Creation care, gardens and churchyards

Published: Friday February 18, 2022

Blog by the Revd Cate Williams, Environmental Engagement Officer for the Diocese of Gloucester



A few things have crossed my path over the last few weeks that share the theme of creating habitats for wildlife, whether in gardens, community green spaces or churchyards: an idea for a community event, a conference and a focus on gardening.


Churches Count on Nature

SnowdropsThis can be done at any time but has a focus during 4-12 June.
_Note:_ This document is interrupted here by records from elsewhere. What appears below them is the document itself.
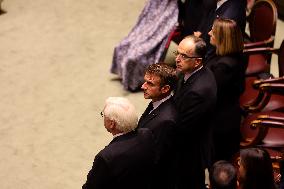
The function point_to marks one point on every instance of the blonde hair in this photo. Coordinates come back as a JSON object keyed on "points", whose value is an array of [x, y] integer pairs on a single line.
{"points": [[120, 110], [228, 37]]}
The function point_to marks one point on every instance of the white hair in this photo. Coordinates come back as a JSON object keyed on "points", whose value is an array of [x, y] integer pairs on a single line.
{"points": [[121, 111]]}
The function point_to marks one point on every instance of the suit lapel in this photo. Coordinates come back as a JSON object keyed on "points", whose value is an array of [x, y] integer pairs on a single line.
{"points": [[145, 118]]}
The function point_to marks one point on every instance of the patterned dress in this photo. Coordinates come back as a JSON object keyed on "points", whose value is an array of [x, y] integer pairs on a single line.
{"points": [[145, 43]]}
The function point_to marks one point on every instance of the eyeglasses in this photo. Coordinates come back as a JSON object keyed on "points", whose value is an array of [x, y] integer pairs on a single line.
{"points": [[184, 56]]}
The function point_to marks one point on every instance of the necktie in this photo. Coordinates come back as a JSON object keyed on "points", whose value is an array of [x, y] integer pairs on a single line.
{"points": [[149, 108]]}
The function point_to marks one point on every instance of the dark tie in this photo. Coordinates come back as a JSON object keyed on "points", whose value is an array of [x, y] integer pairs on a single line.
{"points": [[149, 108]]}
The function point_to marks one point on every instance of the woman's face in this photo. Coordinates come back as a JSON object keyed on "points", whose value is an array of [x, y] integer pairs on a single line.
{"points": [[212, 37]]}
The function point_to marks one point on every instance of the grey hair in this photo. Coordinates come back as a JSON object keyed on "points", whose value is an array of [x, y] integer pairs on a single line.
{"points": [[120, 110]]}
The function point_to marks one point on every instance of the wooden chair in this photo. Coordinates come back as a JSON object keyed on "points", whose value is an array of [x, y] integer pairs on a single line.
{"points": [[251, 90], [265, 129]]}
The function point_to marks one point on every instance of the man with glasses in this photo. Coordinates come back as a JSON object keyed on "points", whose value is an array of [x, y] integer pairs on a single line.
{"points": [[160, 117], [195, 98], [129, 157]]}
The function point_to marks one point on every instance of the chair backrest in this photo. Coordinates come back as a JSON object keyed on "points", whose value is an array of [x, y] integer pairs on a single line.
{"points": [[281, 59], [262, 20]]}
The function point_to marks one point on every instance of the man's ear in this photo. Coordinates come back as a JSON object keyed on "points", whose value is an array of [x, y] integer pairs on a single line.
{"points": [[112, 125], [198, 62], [165, 89]]}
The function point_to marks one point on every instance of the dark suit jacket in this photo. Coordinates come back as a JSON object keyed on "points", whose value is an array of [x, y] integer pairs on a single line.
{"points": [[124, 162], [161, 122], [195, 101], [229, 72]]}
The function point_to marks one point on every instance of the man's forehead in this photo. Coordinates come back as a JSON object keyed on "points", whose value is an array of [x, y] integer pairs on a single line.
{"points": [[152, 76]]}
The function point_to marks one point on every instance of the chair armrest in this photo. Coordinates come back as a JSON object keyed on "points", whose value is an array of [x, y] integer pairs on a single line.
{"points": [[264, 43], [267, 124]]}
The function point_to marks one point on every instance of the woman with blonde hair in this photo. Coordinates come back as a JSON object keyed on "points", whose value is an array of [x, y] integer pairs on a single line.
{"points": [[228, 66]]}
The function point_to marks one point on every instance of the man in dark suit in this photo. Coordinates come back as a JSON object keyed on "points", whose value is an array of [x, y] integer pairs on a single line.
{"points": [[195, 98], [160, 117], [131, 154]]}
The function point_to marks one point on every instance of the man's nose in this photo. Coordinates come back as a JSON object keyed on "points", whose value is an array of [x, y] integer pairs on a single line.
{"points": [[143, 86]]}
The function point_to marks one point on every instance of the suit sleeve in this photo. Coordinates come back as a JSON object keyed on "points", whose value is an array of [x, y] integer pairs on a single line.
{"points": [[99, 175]]}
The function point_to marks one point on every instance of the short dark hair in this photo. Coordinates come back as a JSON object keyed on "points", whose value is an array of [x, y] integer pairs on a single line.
{"points": [[223, 175], [258, 168], [200, 46], [166, 73]]}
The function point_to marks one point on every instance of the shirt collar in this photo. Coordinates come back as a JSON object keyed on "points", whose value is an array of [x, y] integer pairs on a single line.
{"points": [[220, 3], [119, 134]]}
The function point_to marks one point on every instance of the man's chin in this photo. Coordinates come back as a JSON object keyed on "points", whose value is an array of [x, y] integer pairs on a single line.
{"points": [[146, 96], [178, 69]]}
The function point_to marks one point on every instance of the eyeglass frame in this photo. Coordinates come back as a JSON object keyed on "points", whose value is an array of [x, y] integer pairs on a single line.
{"points": [[184, 56]]}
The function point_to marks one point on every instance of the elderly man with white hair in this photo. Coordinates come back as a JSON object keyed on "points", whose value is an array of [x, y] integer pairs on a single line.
{"points": [[128, 161]]}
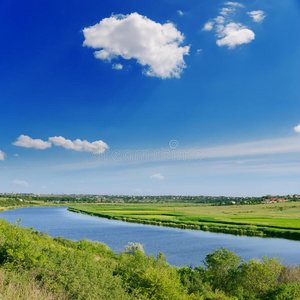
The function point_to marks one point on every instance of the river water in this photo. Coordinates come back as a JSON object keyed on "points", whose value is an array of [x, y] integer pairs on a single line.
{"points": [[181, 246]]}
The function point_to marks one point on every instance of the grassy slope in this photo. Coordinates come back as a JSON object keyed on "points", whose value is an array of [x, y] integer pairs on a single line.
{"points": [[35, 266], [277, 220]]}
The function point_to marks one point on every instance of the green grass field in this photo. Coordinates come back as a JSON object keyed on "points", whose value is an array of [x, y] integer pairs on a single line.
{"points": [[275, 219]]}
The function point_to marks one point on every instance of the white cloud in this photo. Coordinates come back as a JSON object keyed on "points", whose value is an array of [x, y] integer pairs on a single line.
{"points": [[236, 4], [20, 182], [229, 33], [297, 128], [155, 46], [234, 34], [2, 155], [28, 142], [78, 145], [257, 15], [208, 26], [117, 66], [157, 176], [225, 11]]}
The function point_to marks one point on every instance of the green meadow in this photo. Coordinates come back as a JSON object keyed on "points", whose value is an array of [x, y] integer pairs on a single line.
{"points": [[37, 267], [270, 220]]}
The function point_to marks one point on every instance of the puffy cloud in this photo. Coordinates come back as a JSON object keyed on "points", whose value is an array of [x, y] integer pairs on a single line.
{"points": [[155, 46], [78, 145], [208, 26], [157, 176], [28, 142], [20, 182], [225, 11], [2, 155], [234, 34], [229, 33], [236, 4], [257, 15], [117, 66], [297, 128]]}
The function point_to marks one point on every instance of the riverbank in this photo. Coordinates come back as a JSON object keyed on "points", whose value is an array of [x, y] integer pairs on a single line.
{"points": [[283, 221], [35, 266]]}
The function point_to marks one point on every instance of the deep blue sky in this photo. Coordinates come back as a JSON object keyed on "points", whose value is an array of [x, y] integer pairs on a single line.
{"points": [[232, 111]]}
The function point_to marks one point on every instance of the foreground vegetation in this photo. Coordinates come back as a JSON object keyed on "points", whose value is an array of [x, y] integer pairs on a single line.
{"points": [[266, 220], [36, 266]]}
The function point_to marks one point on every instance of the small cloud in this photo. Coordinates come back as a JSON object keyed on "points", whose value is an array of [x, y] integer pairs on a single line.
{"points": [[155, 46], [157, 176], [257, 15], [117, 66], [2, 155], [229, 33], [225, 11], [78, 145], [208, 26], [234, 34], [297, 128], [28, 142], [236, 4], [20, 183]]}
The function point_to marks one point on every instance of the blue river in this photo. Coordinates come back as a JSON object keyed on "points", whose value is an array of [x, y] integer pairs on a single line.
{"points": [[181, 246]]}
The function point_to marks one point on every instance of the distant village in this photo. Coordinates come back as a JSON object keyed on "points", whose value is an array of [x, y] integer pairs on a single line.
{"points": [[86, 198]]}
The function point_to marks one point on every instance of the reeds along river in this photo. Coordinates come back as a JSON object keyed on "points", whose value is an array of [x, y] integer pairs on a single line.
{"points": [[181, 246]]}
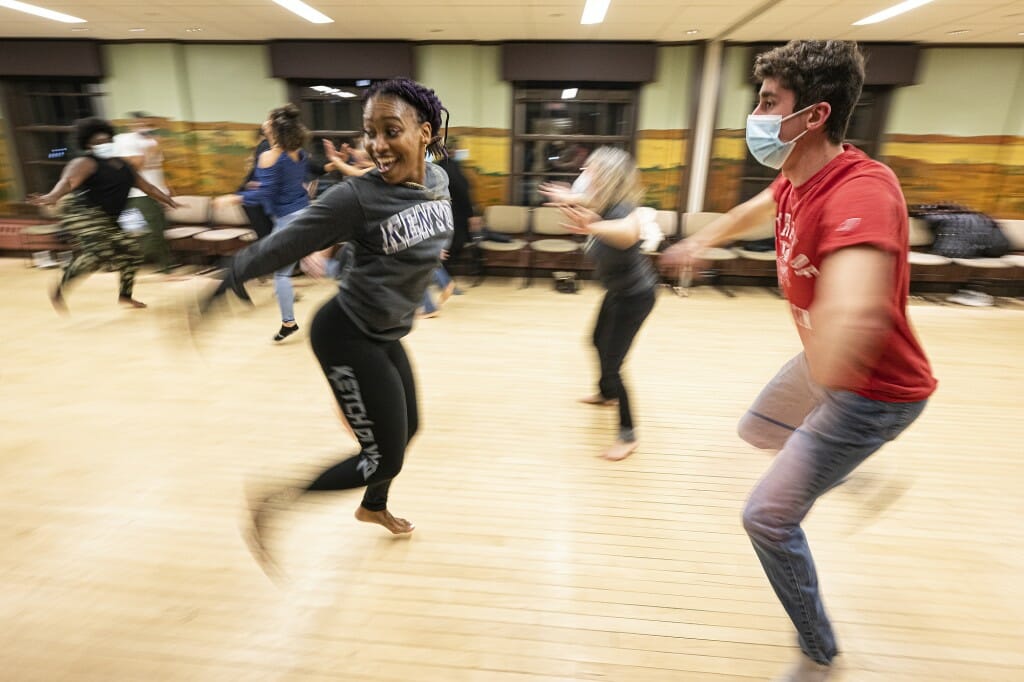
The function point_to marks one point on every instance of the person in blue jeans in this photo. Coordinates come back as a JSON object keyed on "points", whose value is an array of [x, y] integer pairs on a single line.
{"points": [[841, 236], [279, 187]]}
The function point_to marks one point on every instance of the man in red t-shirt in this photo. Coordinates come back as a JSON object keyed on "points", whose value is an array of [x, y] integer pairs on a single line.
{"points": [[841, 241]]}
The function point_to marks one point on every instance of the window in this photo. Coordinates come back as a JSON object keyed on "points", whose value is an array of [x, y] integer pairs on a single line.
{"points": [[552, 135], [331, 109], [864, 132], [41, 115]]}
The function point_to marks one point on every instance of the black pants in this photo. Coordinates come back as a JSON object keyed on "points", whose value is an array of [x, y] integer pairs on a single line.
{"points": [[617, 323], [373, 384]]}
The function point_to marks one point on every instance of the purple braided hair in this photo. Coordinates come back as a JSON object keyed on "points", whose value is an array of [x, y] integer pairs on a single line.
{"points": [[428, 108]]}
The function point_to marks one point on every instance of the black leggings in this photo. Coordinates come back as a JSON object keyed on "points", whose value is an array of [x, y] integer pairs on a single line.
{"points": [[373, 384], [617, 324]]}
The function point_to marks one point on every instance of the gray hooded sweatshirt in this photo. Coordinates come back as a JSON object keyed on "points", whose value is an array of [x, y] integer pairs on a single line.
{"points": [[395, 233]]}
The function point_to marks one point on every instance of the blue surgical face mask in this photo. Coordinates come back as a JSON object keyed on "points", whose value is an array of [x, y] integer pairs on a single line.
{"points": [[763, 141], [103, 151]]}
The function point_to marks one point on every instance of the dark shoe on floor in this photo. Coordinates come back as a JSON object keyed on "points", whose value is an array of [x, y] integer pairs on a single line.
{"points": [[285, 332], [56, 300], [130, 302]]}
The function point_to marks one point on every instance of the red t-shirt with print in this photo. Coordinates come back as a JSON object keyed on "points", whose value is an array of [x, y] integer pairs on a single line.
{"points": [[853, 201]]}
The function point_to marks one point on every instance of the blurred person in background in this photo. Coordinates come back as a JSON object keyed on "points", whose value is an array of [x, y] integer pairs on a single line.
{"points": [[98, 183], [841, 239], [258, 219], [279, 186], [602, 205], [140, 147]]}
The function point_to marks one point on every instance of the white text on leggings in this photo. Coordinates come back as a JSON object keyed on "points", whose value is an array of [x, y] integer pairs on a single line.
{"points": [[344, 382]]}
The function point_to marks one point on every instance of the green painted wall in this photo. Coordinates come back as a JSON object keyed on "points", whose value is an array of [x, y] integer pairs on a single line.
{"points": [[736, 93], [199, 83], [962, 92], [467, 78], [666, 103], [145, 77], [231, 83]]}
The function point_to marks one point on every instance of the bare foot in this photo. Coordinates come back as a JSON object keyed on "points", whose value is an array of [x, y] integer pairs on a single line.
{"points": [[599, 399], [130, 302], [620, 450], [445, 293], [384, 517], [56, 299]]}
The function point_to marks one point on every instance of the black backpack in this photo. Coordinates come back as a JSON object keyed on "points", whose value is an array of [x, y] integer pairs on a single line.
{"points": [[961, 232]]}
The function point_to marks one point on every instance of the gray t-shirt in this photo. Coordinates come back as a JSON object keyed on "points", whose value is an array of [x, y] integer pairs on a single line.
{"points": [[626, 271], [395, 233]]}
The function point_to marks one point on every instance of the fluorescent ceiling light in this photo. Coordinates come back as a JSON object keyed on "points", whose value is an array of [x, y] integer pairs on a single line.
{"points": [[40, 11], [892, 11], [594, 11], [305, 11]]}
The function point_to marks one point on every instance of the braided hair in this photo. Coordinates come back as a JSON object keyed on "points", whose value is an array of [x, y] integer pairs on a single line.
{"points": [[424, 100]]}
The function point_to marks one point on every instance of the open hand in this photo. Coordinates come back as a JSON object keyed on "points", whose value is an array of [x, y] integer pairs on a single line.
{"points": [[558, 193], [680, 256]]}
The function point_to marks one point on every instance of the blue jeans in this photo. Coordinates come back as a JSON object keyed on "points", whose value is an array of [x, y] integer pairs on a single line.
{"points": [[441, 279], [821, 436], [283, 278]]}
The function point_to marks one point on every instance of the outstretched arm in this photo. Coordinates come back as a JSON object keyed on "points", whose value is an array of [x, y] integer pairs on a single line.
{"points": [[75, 173]]}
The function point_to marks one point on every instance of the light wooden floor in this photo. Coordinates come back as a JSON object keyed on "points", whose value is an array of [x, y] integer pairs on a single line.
{"points": [[125, 446]]}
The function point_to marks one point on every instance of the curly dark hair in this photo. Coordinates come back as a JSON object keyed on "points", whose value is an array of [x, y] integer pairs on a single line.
{"points": [[428, 108], [86, 128], [289, 132], [830, 71]]}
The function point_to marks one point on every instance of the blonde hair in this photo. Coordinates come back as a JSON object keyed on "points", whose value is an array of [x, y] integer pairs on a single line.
{"points": [[613, 179]]}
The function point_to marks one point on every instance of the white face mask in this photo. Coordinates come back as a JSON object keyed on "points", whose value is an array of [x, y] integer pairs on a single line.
{"points": [[104, 151], [763, 141]]}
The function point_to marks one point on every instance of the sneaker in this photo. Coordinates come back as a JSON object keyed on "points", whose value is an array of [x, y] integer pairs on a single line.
{"points": [[285, 332], [43, 259], [129, 302], [806, 670], [445, 293], [972, 298], [599, 399]]}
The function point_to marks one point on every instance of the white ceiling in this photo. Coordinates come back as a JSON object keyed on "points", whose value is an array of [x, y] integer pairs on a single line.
{"points": [[664, 20]]}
It is organised as a partnership between Eco Church / Arocha and Caring for God’s Acre (CfGA), the charity that specialises in managing churchyards and other burial grounds for nature.

Many churches in our Diocese participated in this for the first time last year, really enjoying the experience and finding it a great way to engage positively with the wider community.  Our churchyards are often very special environments, having been relatively undisturbed for centuries.  If we are letting some areas grow longer as part of our commitment to care for creation, Churches Count on Nature is a great way to invite others to join us to explore what is growing and finding a home in our space.

For those participating in Eco Church, this fits well under both the community and global, and land headings.


This video explores nature in churchyards in our Diocese.


Beautiful Burial Ground Zoom conference: 15 March

Also from CfGA, this conference is open to anyone who is interested in learning more about how to manage a churchyard for nature.  It is planned as an inspiring day to discover how to transform burial grounds into havens for people, wildlife and heritage


Leave the garden clean up until later

Finally, a reminder from wildlife charities not to get too ahead of ourselves in a springtime tidy of the garden.  Many pollinators overwinter in standing dead stems.  If we wait until the temperature is consistently above 10 degrees, this will be appreciated by bees, butterflies and other parts of our garden’s ecology.

Whether our focus is our own gardens, community spaces or churchyards, all this works together to protect the world God has made and enable nature to thrive.